CLEAN TECH: Achieving Time & Cost Savings With Six Sigma
The knowledge I took away from The Center’s Six Sigma Black Belt course allowed our company to re-examine our processes to maximize efficiency and problem-solve our measurement system concerns.
-- Steve Slack, Quality Manager
In 1989, Clean Tech, Inc. (www.cleantechrecycling.com) was founded with the mission of reclaiming plastic from water containers and other post-consumer packaging. Now three decades later, the company recycles more than three billion bottles per year and continues to invest in recycling technology and operational improvements. Headquartered in Dundee, Mich., with 153 employees and a presence in Europe, Clean Tech is guided by the core values of accountability, integrity, innovation, environment, community and more. With these values still driving the business today, Clean Tech continues to meet high conservation standards while enhancing the health and safety for their employees and communities.
Challenge
While reviewing plant metrics, sales orders and forecasts, Clean Tech’s quality team discovered extrusion lines were not reaching full capacity.

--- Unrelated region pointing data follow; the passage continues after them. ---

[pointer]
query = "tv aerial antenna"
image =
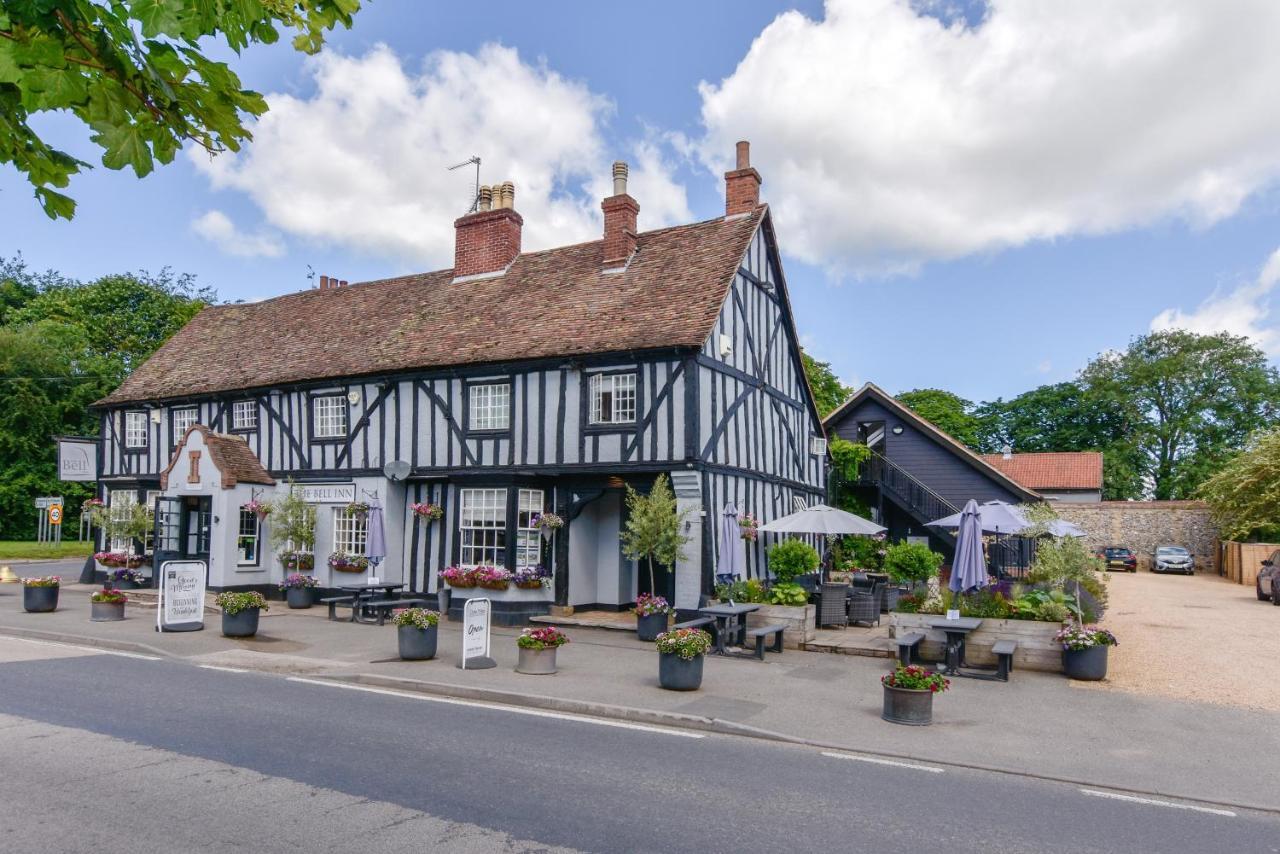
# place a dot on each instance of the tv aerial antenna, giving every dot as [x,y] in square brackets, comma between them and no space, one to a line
[475,193]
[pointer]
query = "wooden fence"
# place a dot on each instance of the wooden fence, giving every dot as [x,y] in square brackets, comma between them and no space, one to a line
[1242,561]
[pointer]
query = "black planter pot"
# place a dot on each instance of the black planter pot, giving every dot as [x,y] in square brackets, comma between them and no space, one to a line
[1088,665]
[906,706]
[416,644]
[242,624]
[649,626]
[40,599]
[679,674]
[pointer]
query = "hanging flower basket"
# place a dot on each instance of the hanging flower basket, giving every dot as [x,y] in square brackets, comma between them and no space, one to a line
[428,511]
[343,562]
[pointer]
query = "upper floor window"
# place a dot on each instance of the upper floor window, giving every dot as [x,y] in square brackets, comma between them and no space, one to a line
[182,420]
[245,415]
[489,406]
[136,429]
[613,398]
[329,416]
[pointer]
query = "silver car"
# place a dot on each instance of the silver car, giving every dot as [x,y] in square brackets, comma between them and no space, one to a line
[1173,558]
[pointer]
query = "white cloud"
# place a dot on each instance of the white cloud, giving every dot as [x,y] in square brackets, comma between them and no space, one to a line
[1244,310]
[887,137]
[362,161]
[216,228]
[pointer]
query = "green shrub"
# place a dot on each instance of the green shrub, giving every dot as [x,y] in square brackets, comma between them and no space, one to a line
[791,558]
[791,594]
[910,562]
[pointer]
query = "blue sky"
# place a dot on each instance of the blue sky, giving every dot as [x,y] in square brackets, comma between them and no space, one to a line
[958,210]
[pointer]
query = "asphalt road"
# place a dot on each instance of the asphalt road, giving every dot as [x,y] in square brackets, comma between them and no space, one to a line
[206,759]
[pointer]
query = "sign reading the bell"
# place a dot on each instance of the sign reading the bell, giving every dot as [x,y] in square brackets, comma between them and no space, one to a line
[77,460]
[475,635]
[328,493]
[182,596]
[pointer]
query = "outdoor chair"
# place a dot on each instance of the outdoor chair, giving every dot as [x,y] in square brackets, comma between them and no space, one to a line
[864,604]
[831,606]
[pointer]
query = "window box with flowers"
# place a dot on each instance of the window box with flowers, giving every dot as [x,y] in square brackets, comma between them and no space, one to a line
[909,694]
[538,651]
[343,562]
[106,606]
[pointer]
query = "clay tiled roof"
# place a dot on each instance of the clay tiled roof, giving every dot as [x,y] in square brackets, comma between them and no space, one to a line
[231,453]
[1064,470]
[551,304]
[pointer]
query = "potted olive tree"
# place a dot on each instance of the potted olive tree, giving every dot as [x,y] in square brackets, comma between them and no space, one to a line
[1084,651]
[680,658]
[297,590]
[241,612]
[106,606]
[538,651]
[654,528]
[909,694]
[40,596]
[416,633]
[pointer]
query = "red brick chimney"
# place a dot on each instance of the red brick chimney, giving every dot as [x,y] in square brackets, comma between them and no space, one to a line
[743,185]
[488,241]
[620,220]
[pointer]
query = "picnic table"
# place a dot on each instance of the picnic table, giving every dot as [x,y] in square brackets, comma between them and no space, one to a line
[364,593]
[730,620]
[956,631]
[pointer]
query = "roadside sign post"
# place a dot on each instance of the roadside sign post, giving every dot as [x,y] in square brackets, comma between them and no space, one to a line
[182,596]
[475,635]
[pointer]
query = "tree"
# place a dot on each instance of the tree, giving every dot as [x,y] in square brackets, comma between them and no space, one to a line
[828,392]
[654,528]
[946,411]
[135,73]
[1244,494]
[1191,402]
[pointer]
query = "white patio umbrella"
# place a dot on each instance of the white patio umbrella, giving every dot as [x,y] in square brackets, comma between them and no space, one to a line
[822,519]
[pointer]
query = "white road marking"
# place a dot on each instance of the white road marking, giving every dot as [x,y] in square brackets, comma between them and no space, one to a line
[497,707]
[95,651]
[1152,802]
[881,762]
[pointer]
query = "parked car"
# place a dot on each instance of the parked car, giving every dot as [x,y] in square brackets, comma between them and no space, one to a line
[1173,558]
[1120,558]
[1269,579]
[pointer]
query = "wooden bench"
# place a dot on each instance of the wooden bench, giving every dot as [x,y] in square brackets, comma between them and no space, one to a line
[909,648]
[346,602]
[1004,652]
[764,631]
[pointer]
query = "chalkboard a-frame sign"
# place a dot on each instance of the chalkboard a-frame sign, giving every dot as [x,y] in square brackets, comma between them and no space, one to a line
[182,596]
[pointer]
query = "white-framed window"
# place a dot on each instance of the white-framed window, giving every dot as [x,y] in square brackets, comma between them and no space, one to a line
[529,539]
[489,406]
[247,538]
[245,415]
[329,416]
[136,429]
[182,420]
[613,398]
[350,531]
[483,528]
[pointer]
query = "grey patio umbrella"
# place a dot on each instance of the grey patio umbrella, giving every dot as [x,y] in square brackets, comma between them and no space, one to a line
[822,519]
[732,547]
[995,517]
[375,543]
[969,567]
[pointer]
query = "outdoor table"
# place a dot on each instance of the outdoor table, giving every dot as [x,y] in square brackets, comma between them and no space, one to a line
[366,592]
[728,619]
[955,630]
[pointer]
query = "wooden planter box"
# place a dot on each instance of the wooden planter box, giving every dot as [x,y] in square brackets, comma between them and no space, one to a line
[799,620]
[1036,645]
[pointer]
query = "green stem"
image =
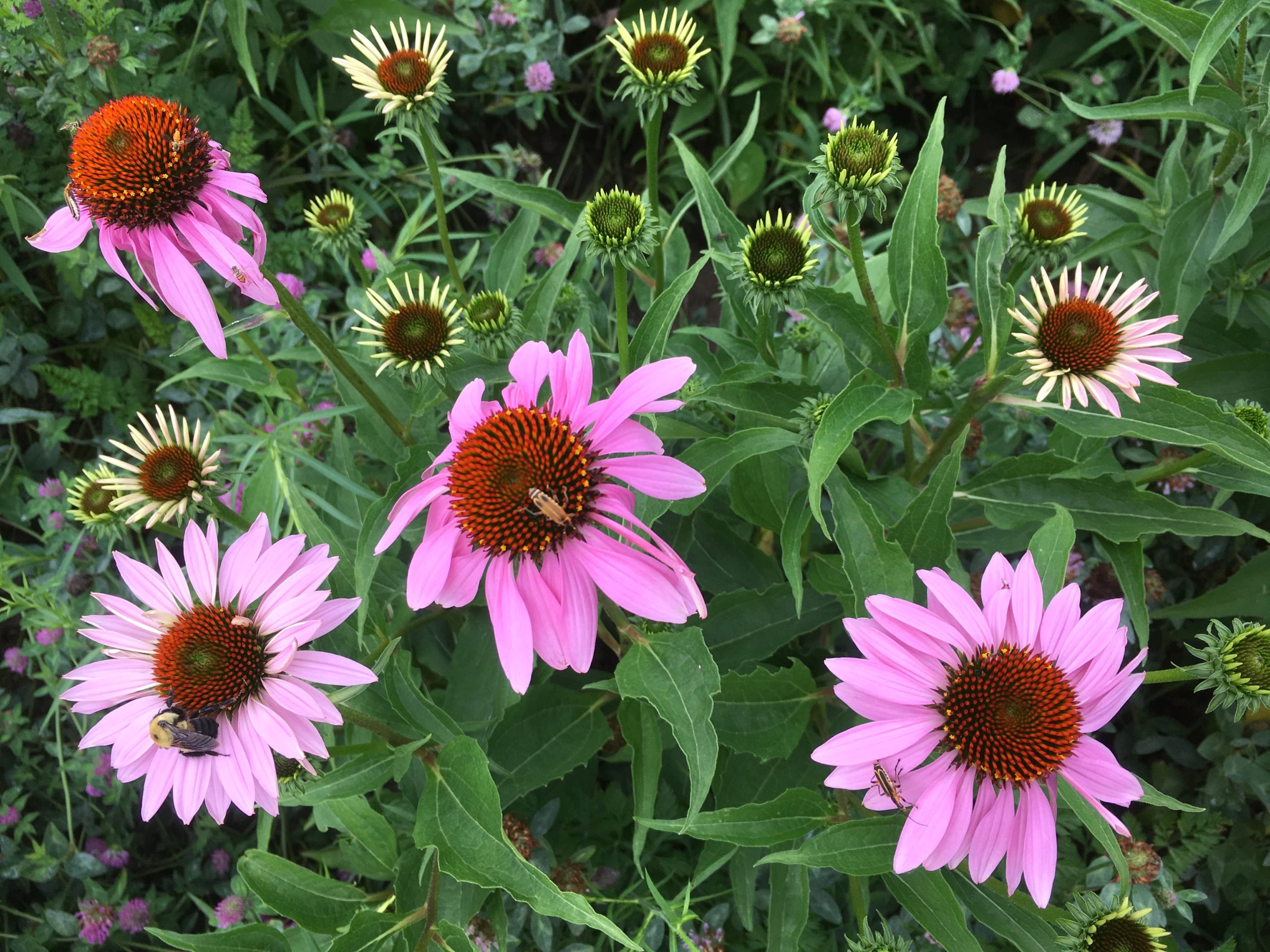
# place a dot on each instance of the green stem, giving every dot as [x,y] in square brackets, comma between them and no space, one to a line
[1161,472]
[1166,676]
[980,397]
[624,355]
[858,264]
[652,143]
[337,359]
[430,154]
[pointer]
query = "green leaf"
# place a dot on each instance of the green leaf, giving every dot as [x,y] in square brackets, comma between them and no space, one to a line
[792,815]
[547,735]
[873,563]
[788,912]
[919,275]
[362,774]
[1170,416]
[241,939]
[1246,595]
[1185,252]
[928,898]
[643,733]
[648,343]
[991,295]
[314,901]
[1051,547]
[674,672]
[856,848]
[370,832]
[539,200]
[1219,28]
[863,400]
[1130,567]
[235,18]
[1017,492]
[506,268]
[1019,926]
[1095,824]
[1214,106]
[765,713]
[460,815]
[746,626]
[924,530]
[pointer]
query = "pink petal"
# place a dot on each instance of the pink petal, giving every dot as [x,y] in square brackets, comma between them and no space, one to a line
[513,634]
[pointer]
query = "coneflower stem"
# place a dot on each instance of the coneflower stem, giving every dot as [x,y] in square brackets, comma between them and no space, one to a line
[430,154]
[624,356]
[858,264]
[652,141]
[1167,676]
[336,358]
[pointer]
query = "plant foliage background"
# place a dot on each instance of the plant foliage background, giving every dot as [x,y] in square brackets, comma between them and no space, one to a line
[672,789]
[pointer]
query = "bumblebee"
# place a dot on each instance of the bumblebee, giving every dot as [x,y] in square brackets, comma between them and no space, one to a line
[192,735]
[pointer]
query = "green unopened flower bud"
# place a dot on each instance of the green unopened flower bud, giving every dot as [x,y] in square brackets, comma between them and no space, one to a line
[616,226]
[776,255]
[493,323]
[1236,663]
[881,941]
[1096,927]
[1253,416]
[856,164]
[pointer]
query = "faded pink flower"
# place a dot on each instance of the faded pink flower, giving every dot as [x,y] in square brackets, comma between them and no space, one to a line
[541,573]
[172,220]
[1006,696]
[539,76]
[1005,82]
[246,619]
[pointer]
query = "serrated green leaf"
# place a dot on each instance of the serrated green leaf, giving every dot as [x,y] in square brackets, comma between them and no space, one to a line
[856,848]
[241,939]
[1051,547]
[863,400]
[674,672]
[917,272]
[793,814]
[1017,926]
[648,343]
[314,901]
[765,713]
[548,734]
[460,815]
[1096,826]
[873,563]
[924,531]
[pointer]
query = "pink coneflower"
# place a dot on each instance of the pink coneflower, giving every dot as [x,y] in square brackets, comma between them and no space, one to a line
[135,917]
[159,188]
[549,254]
[539,76]
[502,17]
[294,286]
[1082,342]
[1006,696]
[229,652]
[230,912]
[14,660]
[1005,82]
[1105,132]
[529,490]
[96,921]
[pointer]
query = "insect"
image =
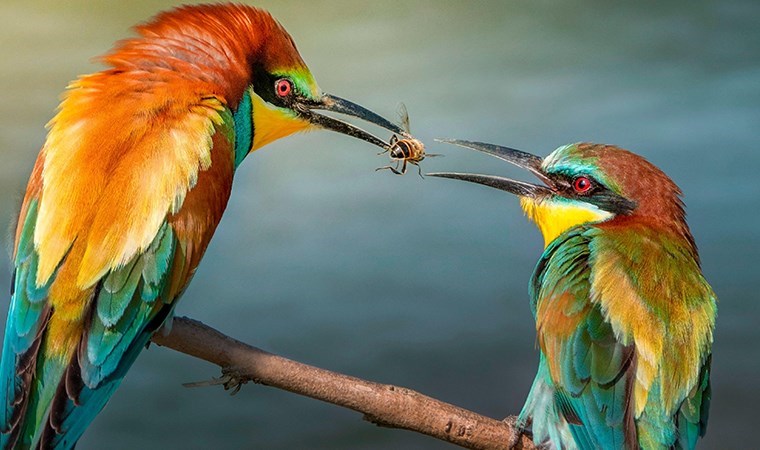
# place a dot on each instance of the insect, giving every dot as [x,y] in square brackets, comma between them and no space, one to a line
[405,150]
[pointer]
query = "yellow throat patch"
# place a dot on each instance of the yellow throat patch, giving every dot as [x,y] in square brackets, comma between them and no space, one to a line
[555,217]
[271,123]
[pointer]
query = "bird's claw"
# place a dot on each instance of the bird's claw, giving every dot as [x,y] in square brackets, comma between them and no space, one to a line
[230,380]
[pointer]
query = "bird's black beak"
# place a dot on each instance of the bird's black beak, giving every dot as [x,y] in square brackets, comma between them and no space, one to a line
[517,157]
[338,105]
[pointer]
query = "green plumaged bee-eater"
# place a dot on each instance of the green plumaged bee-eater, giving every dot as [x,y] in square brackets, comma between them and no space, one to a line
[126,194]
[624,316]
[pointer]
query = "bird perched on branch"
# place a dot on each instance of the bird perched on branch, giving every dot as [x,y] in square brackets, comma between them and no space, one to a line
[624,316]
[125,195]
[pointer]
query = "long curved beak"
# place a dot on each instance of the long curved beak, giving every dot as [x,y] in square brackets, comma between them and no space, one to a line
[519,158]
[338,105]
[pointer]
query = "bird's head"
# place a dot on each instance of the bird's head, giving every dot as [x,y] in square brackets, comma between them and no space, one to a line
[583,184]
[243,56]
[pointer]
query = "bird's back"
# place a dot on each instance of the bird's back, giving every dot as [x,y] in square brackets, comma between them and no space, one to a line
[624,321]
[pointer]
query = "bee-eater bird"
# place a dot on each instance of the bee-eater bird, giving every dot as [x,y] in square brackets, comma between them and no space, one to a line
[125,195]
[624,317]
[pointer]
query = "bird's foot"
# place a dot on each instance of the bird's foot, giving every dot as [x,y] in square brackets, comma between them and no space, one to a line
[520,429]
[231,379]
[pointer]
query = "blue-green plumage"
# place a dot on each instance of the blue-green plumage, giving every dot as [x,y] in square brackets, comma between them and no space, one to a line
[243,128]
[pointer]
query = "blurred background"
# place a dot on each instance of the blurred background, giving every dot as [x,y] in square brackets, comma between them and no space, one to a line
[423,283]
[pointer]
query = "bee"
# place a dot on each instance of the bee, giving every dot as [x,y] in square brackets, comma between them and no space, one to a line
[405,150]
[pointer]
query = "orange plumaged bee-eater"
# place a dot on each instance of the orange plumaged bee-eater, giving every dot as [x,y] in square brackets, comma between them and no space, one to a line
[624,316]
[125,195]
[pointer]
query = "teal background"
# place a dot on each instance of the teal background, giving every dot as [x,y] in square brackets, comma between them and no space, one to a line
[423,283]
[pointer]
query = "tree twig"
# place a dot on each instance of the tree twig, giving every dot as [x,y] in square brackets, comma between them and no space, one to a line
[383,404]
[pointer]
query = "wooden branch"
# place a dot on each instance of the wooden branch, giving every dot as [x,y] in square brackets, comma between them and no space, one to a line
[382,404]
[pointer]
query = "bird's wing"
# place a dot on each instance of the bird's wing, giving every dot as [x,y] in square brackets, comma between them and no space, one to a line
[650,289]
[590,371]
[117,214]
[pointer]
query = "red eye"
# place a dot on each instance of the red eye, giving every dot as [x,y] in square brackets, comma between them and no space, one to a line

Utilizing tools such as a Pareto Chart, the team identified the largest contributors for the reduced throughput and shutdowns. It was uncovered that the current measurement system needed to remove these shutdowns was not providing reliable data. Not only did the test take more time than was available, historical data between the lab and the line was not matching up, causing distrust in their system.
Solution
To gain the analytical skills and insight needed to evaluate and improve this process, Clean Tech’s Quality Manager attended Six Sigma Black Belt training at the Michigan Manufacturing Technology Center (The Center). As part of this training, he led his team through several rounds of improvements. Goals of the project include:
• Correct problems with the measurement system, which would enable Clean Tech to work on efficiency, reduce cycle time and produce timely data.
• Increase testing capacity to accommodate a new line, which was starting soon, that was expected to double capacity in the plant.
• Set and achieve an improved %Tolerance target.
To begin, the team used a SIPOC (suppliers, inputs, process, outputs, customers) diagram and a detailed process map to gain a better understanding of the process inputs and outputs. Focused brainstorming tools, such as a fishbone diagram and team voting, were used to list potential factors and prioritize what theories to investigate first. Various studies were conducted to determine which factors were important. With that data, the team proved the current measurement system could not be improved enough to meet the goals and a new piece of equipment was required.
The final phase of the project included installing and validating the new measurement instrument. It was found, by the initial out-of-the-box Gage R&R, that some tuning would be required. The team learned the sample could degrade if heated too long by the instrument. A water line was installed that would initiate a cooling ramp to keep the temperature lower. With the new test method and instrument in place, the team ran a new validation test to verify it was ready for production.
The project wrapped up with work instructions, calibration program updates, the creation of control samples, a formal reaction plan and key takeaways to ensure the gains achieved would be sustained over time.
Results
- Cycle time reduced from 236.6 mins to 51.63 mins. (184.97 min savings)
- Increased Capacity: 90%
- Achieved Gage R&R %Tolerance target of 92.4%
- Created work instructions for new processes, updated calibration programs and established reaction plans for future failures.